To be a housewife is Claire's aim,
In this position she'll gain much fame.
She'll look pretty as can be,
Sitting on her husband's knee.


Okay, for starters, grab a pencil and a sheet of notebook paper and list for me all of the people you know who became world renowned for just being a housewife. Could you think of any? I could only think of one, and yes, it's Claire.

Look at it this way. With more than 200 visitors to this blog everyday, Claire is about to become one of the most famous housewives in Everett history--right? So let me take this opportunity to congratulate Claire for achieving her lifelong goal.

I can't help but wonder if she still looks pretty as can be sitting on her husband's knee after all these years. When was the last time your better half flopped down onto your knee? Let me ask you something. Did it knock the wind out of ya?

The next two refer to a girl named, Frannie. They are two different people. I wonder how many graduating classes had two different girls named, Frannie.

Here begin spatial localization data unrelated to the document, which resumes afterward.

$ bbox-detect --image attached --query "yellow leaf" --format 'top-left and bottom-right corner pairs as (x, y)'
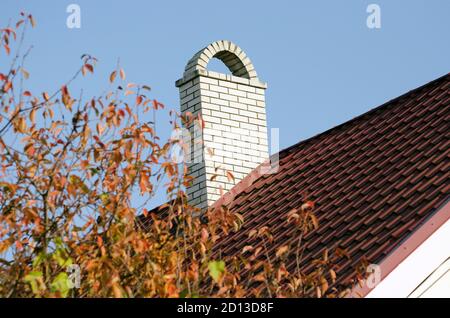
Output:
(21, 68), (30, 79)
(276, 245), (289, 258)
(206, 147), (214, 157)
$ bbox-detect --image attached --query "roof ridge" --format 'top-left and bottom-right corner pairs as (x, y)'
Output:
(279, 72), (450, 157)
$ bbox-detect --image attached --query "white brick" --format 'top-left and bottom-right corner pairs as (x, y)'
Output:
(228, 88), (247, 97)
(257, 113), (266, 120)
(231, 127), (250, 136)
(202, 90), (219, 98)
(220, 93), (238, 102)
(238, 97), (257, 106)
(211, 123), (231, 132)
(212, 110), (231, 119)
(212, 136), (227, 144)
(241, 135), (258, 143)
(199, 77), (219, 85)
(238, 84), (256, 93)
(240, 122), (258, 130)
(221, 118), (240, 128)
(220, 106), (239, 115)
(229, 101), (247, 110)
(247, 92), (265, 101)
(248, 105), (265, 113)
(258, 126), (267, 133)
(239, 109), (257, 118)
(230, 114), (248, 123)
(209, 85), (228, 94)
(202, 103), (220, 111)
(249, 118), (266, 126)
(224, 157), (240, 165)
(222, 131), (241, 140)
(210, 97), (229, 106)
(199, 83), (209, 90)
(202, 115), (221, 124)
(218, 80), (237, 89)
(233, 165), (250, 173)
(204, 127), (222, 137)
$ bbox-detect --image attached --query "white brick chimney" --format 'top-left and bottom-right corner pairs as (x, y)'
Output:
(176, 40), (268, 209)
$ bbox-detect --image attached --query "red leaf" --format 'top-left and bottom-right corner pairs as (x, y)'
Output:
(84, 64), (94, 74)
(3, 81), (12, 92)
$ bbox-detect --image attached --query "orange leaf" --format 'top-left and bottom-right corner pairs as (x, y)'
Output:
(97, 236), (103, 247)
(329, 269), (337, 283)
(29, 108), (36, 124)
(276, 245), (289, 258)
(109, 71), (117, 83)
(226, 171), (235, 182)
(4, 44), (10, 55)
(16, 19), (24, 28)
(152, 100), (164, 109)
(119, 68), (125, 80)
(28, 14), (36, 28)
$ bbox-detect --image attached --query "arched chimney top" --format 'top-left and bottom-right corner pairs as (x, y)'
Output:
(183, 40), (258, 80)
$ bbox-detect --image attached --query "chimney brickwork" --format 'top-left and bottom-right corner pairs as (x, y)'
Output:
(176, 40), (268, 209)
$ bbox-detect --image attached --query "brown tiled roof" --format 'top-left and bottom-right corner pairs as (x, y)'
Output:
(211, 72), (450, 290)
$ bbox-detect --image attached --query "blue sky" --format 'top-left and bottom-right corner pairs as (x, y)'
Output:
(2, 0), (449, 208)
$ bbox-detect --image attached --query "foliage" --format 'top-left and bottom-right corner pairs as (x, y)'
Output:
(0, 13), (359, 298)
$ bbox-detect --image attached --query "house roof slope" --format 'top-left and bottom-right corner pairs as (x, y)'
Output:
(213, 73), (450, 290)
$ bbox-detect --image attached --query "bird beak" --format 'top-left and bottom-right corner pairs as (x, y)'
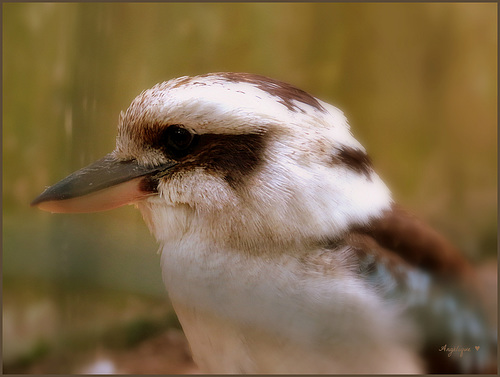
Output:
(31, 153), (177, 213)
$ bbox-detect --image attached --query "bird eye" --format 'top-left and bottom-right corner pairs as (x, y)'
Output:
(163, 125), (195, 156)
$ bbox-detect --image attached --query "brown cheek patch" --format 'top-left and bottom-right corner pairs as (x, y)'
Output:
(211, 72), (327, 114)
(175, 132), (268, 190)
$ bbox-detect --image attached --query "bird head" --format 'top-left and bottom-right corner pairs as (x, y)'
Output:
(32, 73), (391, 252)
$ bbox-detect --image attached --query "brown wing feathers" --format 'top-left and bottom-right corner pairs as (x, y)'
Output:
(347, 204), (496, 373)
(351, 204), (473, 281)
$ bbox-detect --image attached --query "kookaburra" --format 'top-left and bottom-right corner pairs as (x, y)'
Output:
(32, 73), (496, 374)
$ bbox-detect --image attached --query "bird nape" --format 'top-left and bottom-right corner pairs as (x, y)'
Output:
(32, 72), (496, 374)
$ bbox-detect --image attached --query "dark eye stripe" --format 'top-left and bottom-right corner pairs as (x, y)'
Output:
(171, 132), (268, 190)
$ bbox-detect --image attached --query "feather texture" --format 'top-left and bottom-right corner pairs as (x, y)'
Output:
(33, 73), (497, 373)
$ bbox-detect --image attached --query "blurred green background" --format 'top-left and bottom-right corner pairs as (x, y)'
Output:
(3, 3), (497, 373)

Our's may well be the only one. Ironically enough, both of these limericks are politically incorrect by today's standards. Here's the first one...

Taking notes from the Boss' knee,
A secretary is what Frannie wants to be.
With her dark hair and sparkling eyes,
She's sure to catch the boss' sighs.


I ask you now. Is that one sexist or what? It says nothing whatsoever about her intellect or talents other than her ability to use her sexual prowess to climb the corporate ladder. That's disgusting. Unless of course, I'm her boss. Then that's okay.

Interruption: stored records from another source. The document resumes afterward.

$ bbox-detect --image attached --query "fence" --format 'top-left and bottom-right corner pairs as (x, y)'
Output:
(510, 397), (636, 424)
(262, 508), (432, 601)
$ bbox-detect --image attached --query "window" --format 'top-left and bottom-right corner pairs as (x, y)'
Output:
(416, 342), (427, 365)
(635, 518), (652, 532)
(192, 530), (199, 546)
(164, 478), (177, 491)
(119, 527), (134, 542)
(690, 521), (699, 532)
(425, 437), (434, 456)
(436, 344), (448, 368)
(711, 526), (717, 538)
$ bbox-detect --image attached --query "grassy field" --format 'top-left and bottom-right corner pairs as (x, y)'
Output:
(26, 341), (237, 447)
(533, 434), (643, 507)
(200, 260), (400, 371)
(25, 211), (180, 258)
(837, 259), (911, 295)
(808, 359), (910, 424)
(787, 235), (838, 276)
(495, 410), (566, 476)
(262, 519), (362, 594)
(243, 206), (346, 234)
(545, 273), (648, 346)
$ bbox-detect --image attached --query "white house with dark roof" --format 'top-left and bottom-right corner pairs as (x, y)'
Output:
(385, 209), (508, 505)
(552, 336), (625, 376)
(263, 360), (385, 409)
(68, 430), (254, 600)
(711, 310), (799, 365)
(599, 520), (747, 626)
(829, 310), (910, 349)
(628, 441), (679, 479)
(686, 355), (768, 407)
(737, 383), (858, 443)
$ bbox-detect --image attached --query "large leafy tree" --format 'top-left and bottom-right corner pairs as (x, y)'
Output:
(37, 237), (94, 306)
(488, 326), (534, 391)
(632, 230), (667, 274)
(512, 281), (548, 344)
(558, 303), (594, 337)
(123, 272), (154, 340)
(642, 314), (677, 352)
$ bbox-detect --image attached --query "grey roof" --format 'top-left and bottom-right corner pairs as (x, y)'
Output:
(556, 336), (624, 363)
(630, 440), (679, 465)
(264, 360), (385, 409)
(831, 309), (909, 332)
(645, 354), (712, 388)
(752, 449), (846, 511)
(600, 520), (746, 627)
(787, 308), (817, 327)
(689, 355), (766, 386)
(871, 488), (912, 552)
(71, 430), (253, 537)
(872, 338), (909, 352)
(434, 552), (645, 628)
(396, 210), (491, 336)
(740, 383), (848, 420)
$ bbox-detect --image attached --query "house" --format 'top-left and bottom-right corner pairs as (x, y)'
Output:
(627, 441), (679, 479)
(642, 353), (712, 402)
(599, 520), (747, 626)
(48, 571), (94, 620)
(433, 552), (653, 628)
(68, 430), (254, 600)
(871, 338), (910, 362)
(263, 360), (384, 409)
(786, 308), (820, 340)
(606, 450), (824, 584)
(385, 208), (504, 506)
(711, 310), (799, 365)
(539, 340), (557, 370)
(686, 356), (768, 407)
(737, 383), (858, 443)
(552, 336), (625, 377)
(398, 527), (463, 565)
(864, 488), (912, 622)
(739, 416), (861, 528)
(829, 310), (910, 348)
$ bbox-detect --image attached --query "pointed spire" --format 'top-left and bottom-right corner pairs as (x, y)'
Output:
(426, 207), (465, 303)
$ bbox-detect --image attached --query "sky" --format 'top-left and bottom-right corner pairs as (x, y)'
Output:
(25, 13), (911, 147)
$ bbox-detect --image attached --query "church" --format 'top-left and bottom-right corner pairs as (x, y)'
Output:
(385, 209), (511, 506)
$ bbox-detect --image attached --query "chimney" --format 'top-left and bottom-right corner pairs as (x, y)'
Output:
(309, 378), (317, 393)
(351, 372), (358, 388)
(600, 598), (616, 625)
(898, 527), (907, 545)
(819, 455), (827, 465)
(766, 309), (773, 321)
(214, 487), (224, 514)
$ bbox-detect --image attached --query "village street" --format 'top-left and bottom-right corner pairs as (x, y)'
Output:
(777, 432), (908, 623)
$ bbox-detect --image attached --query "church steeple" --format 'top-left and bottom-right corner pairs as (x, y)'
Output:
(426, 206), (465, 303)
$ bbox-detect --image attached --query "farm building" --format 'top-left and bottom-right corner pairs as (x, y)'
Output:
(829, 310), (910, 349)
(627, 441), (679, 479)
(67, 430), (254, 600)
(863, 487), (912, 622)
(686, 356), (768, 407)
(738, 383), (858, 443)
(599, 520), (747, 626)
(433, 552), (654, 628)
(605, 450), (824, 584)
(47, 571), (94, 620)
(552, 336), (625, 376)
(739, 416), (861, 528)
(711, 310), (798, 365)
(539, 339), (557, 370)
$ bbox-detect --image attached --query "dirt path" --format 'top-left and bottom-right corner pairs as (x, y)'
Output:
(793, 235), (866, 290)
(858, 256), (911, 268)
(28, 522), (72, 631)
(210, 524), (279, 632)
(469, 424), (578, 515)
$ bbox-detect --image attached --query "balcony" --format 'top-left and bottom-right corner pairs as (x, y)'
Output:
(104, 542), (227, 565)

Okay, here's the other one...

Frannie's a girl we'll all remember,
A lot of fun when we're all together.
She's really gay and really sweet,
And as a secretary she'll be a treat.


See what I mean? This one is just as sexist as the other one. Trust me, I know Frannie. She is not gay. Also, what did they mean by treat? Sounds like a sexual harassment law suit just waiting to happen if you ask me. Let me tell ya something right now. Frannie's one of us Everett kids. You lay so much as one finger on that girl and we'll hunt you down like a dog.

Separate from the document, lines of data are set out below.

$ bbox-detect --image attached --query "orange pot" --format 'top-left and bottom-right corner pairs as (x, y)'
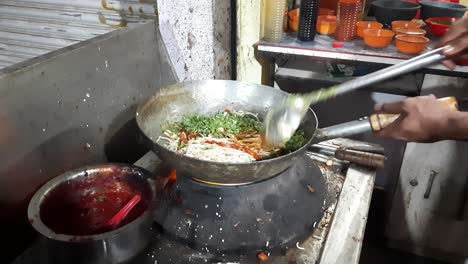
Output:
(356, 21), (383, 38)
(288, 8), (300, 32)
(395, 35), (429, 54)
(391, 20), (421, 32)
(363, 29), (395, 48)
(317, 15), (337, 35)
(394, 27), (426, 36)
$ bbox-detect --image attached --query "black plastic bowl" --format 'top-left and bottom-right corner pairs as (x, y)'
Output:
(420, 1), (467, 21)
(372, 0), (421, 28)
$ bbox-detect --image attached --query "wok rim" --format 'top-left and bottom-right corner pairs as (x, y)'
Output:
(135, 80), (320, 168)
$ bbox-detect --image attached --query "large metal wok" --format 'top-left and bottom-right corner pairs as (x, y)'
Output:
(136, 80), (390, 185)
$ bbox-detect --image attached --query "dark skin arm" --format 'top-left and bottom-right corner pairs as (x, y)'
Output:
(374, 95), (468, 143)
(374, 19), (468, 142)
(440, 16), (468, 69)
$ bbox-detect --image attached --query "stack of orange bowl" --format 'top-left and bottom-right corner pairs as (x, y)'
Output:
(356, 21), (383, 38)
(317, 15), (337, 35)
(391, 20), (422, 32)
(394, 27), (426, 36)
(395, 35), (430, 54)
(363, 29), (395, 48)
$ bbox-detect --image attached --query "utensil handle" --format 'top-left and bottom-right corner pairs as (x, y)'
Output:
(335, 148), (386, 169)
(108, 195), (142, 229)
(309, 143), (386, 168)
(369, 96), (458, 131)
(334, 46), (449, 96)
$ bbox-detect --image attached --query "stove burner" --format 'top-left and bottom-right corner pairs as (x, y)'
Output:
(153, 155), (326, 254)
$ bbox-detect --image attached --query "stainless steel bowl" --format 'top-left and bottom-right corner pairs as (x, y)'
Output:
(27, 163), (156, 264)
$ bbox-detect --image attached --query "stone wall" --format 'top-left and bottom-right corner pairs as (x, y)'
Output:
(157, 0), (232, 81)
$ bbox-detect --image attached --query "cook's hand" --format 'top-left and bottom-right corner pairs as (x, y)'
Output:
(441, 16), (468, 69)
(373, 95), (455, 142)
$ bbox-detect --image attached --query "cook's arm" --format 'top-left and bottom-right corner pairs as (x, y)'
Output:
(374, 95), (468, 143)
(445, 111), (468, 141)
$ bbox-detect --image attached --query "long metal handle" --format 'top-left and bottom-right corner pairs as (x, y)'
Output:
(334, 47), (448, 95)
(303, 46), (450, 106)
(313, 118), (372, 143)
(313, 96), (458, 143)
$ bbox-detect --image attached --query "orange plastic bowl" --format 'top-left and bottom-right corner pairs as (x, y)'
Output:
(394, 27), (426, 36)
(391, 20), (422, 31)
(363, 29), (395, 48)
(395, 35), (429, 54)
(317, 15), (337, 35)
(356, 21), (383, 38)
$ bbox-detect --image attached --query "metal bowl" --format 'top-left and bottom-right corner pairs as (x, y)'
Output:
(27, 164), (156, 264)
(372, 0), (420, 28)
(420, 1), (467, 21)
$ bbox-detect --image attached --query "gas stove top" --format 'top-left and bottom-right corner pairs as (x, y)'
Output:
(152, 154), (328, 255)
(13, 139), (377, 264)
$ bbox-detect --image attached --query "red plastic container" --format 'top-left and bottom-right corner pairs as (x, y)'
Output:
(335, 0), (361, 41)
(425, 17), (460, 36)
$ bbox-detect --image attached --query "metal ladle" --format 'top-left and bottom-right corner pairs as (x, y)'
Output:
(263, 46), (451, 147)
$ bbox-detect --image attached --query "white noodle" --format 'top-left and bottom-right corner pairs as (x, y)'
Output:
(160, 135), (257, 163)
(159, 110), (283, 163)
(182, 137), (254, 163)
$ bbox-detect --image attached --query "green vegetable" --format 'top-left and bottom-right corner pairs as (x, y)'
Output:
(285, 131), (306, 152)
(163, 111), (307, 158)
(167, 111), (261, 137)
(98, 195), (106, 202)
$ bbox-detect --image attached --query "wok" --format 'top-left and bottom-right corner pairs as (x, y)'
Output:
(136, 80), (408, 185)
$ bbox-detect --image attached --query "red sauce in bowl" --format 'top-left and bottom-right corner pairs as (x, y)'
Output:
(40, 172), (150, 236)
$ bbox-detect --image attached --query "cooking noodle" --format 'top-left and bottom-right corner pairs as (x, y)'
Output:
(158, 110), (305, 163)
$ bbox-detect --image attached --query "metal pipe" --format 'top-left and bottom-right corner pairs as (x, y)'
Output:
(313, 118), (372, 143)
(334, 48), (447, 95)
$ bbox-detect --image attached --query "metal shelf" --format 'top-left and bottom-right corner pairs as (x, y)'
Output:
(256, 34), (468, 78)
(274, 60), (423, 96)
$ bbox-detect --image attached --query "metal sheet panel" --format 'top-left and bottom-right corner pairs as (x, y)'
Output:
(0, 20), (177, 261)
(0, 0), (157, 70)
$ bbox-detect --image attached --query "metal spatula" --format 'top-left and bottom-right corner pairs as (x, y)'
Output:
(263, 46), (451, 147)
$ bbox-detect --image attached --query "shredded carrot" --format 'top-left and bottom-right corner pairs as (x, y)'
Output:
(179, 132), (188, 144)
(257, 252), (269, 261)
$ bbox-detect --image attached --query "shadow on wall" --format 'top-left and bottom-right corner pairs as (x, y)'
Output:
(0, 127), (104, 262)
(1, 106), (152, 262)
(104, 104), (150, 164)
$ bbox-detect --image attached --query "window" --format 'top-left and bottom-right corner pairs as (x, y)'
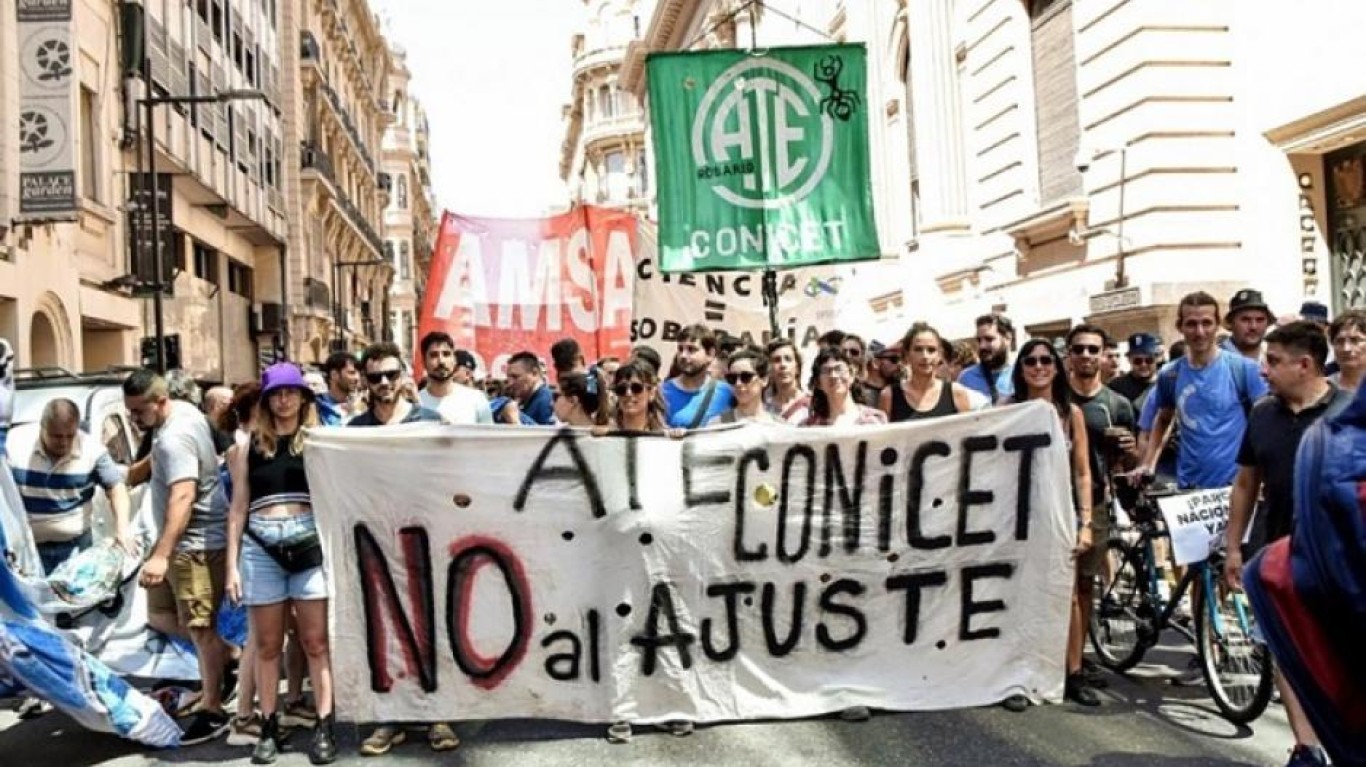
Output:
(210, 0), (223, 42)
(384, 240), (395, 265)
(637, 149), (649, 195)
(101, 414), (133, 465)
(80, 86), (99, 202)
(193, 241), (220, 285)
(396, 174), (408, 209)
(227, 260), (253, 298)
(400, 241), (411, 280)
(598, 85), (613, 118)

One thing I always admired is when somebody has the reserve to think "inside" the box. By that I mean, they set realistic goals. In the following ditty you'll realize that there was nothing of the dreamer in this guy. This is one straight shooter if there ever was one. His poem goes like this...

To be a Meat Cutter is Nick's ambition,
He's a guy who's nice, we all agree,
Because he's the best of the company.


See what I mean?

Okay, this next one really echoes the sign of our times. Listen to this...

An IBM Operator Kathleen will be,
We can watch her buzz that 1403.
With your brains and personality,
Good luck Kathleen, we'll know you'll succeed.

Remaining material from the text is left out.